Hoscheidt Siobhan M, Kellawan J Mikhail, Berman Sara E, Rivera-Rivera Leonardo A, Krause Rachel A, Oh Jennifer M, Beeri Michal S, Rowley Howard A, Wieben Oliver, Carlsson Cynthia M, Asthana Sanjay, Johnson Sterling C, Schrage William G, Bendlin Barbara B
1 Wisconsin Alzheimer's Disease Research Center, University of Wisconsin School of Medicine and Public Health, Madison, WI, USA.
2 Department of Kinesiology, University of Wisconsin, Madison, WI, USA.
J Cereb Blood Flow Metab. 2017 Jun;37(6):2249-2261. doi: 10.1177/0271678X16663214. Epub 2016 Jan 1.

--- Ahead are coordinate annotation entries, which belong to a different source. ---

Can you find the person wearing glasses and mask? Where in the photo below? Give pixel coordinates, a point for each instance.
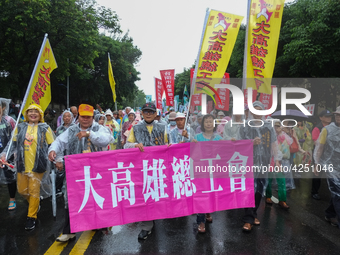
(147, 133)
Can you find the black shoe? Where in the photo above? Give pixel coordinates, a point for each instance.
(316, 196)
(332, 221)
(30, 224)
(144, 234)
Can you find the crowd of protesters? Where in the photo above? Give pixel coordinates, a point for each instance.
(28, 153)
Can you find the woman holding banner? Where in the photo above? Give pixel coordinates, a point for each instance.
(85, 137)
(265, 147)
(30, 144)
(208, 134)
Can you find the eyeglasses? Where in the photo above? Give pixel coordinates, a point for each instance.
(148, 112)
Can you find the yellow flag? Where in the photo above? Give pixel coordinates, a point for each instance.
(40, 87)
(220, 35)
(263, 36)
(112, 80)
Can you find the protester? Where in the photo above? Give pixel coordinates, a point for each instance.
(284, 141)
(158, 118)
(30, 144)
(220, 115)
(231, 129)
(85, 137)
(178, 134)
(325, 119)
(147, 133)
(114, 127)
(208, 134)
(74, 111)
(306, 143)
(66, 122)
(5, 136)
(172, 121)
(265, 147)
(127, 110)
(127, 126)
(5, 103)
(327, 158)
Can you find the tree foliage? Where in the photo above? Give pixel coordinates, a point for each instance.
(73, 30)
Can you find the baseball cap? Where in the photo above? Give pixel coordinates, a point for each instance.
(326, 113)
(172, 116)
(180, 115)
(149, 106)
(86, 110)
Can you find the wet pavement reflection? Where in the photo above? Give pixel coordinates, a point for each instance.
(300, 230)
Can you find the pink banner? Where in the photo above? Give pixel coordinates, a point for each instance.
(159, 92)
(245, 93)
(224, 95)
(123, 186)
(266, 100)
(168, 79)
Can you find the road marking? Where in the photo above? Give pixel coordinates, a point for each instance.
(82, 243)
(56, 248)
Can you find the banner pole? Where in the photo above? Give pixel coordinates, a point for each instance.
(245, 55)
(192, 88)
(27, 92)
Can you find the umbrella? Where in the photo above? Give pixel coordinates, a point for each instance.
(54, 201)
(290, 114)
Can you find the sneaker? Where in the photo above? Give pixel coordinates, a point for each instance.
(30, 224)
(144, 234)
(66, 237)
(332, 221)
(316, 196)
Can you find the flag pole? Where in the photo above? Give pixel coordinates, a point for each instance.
(27, 92)
(108, 54)
(192, 87)
(245, 55)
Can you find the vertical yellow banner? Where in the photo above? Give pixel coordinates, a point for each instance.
(111, 79)
(40, 91)
(218, 43)
(263, 37)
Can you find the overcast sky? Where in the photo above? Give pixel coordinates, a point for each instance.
(167, 32)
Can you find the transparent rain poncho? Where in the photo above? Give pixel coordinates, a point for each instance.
(30, 150)
(265, 151)
(327, 156)
(62, 128)
(232, 129)
(7, 174)
(6, 102)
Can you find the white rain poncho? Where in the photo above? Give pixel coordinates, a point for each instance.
(327, 156)
(62, 128)
(99, 137)
(7, 174)
(30, 150)
(231, 129)
(265, 151)
(6, 111)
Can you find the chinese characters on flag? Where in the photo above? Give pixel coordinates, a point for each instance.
(263, 36)
(40, 89)
(159, 92)
(168, 79)
(217, 45)
(224, 95)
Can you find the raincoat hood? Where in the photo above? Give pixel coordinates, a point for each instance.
(36, 107)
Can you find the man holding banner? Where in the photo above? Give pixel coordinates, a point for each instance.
(147, 133)
(85, 137)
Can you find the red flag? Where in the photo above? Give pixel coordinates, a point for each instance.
(224, 95)
(168, 79)
(159, 92)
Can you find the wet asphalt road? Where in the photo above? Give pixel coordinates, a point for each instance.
(300, 230)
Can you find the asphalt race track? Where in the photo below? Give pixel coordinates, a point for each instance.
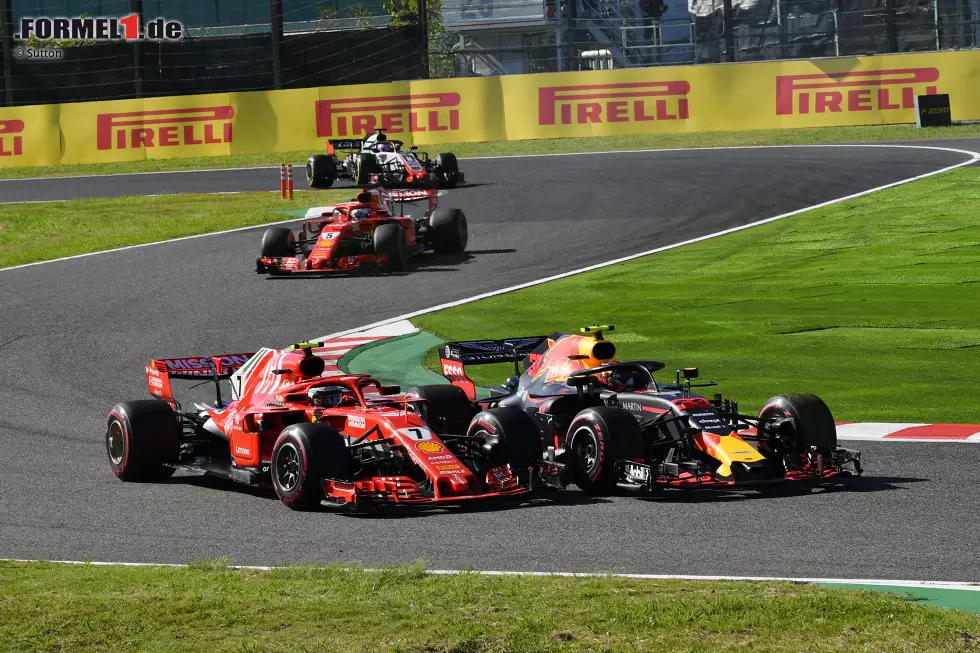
(75, 334)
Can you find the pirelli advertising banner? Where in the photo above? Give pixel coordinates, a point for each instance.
(718, 97)
(731, 97)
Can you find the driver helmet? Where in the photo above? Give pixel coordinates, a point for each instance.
(326, 397)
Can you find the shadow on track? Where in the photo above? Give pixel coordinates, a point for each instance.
(856, 485)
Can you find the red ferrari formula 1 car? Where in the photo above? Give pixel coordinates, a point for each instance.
(334, 440)
(606, 423)
(368, 232)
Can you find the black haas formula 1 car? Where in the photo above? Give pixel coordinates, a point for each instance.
(605, 422)
(344, 441)
(368, 232)
(378, 160)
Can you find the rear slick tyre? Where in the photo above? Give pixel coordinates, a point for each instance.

Insulin resistance (IR) is associated with poor cerebrovascular health and increased risk for dementia. Little is known about the unique effect of IR on both micro- and macrovascular flow particularly in midlife when interventions against dementia may be most effective. We examined the effect of IR as indexed by the Homeostatic Model Assessment of Insulin Resistance (HOMA-IR) on cerebral blood flow in macro- and microvessels utilizing magnetic resonance imaging (MRI) among cognitively asymptomatic middle-aged individuals. We hypothesized that higher HOMA-IR would be associated with reduced flow in macrovessels and lower cortical perfusion. One hundred and twenty cognitively asymptomatic middle-aged adults (57 ± 5 yrs) underwent fasting blood draw, phase contrast-vastly undersampled isotropic projection reconstruction (PC VIPR) MRI, and arterial spin labeling (ASL) perfusion. Higher HOMA-IR was associated with lower arterial blood flow, particularly within the internal carotid arteries (ICAs), and lower cerebral perfusion in several brain regions including frontal and temporal lobe regions. Higher blood flow in bilateral ICAs predicted greater cortical perfusion in individuals with lower HOMA-IR, a relationship not observed among those with higher HOMA-IR. Findings provide novel evidence for an uncoupling of macrovascular blood flow and microvascular perfusion among individuals with higher IR in midlife.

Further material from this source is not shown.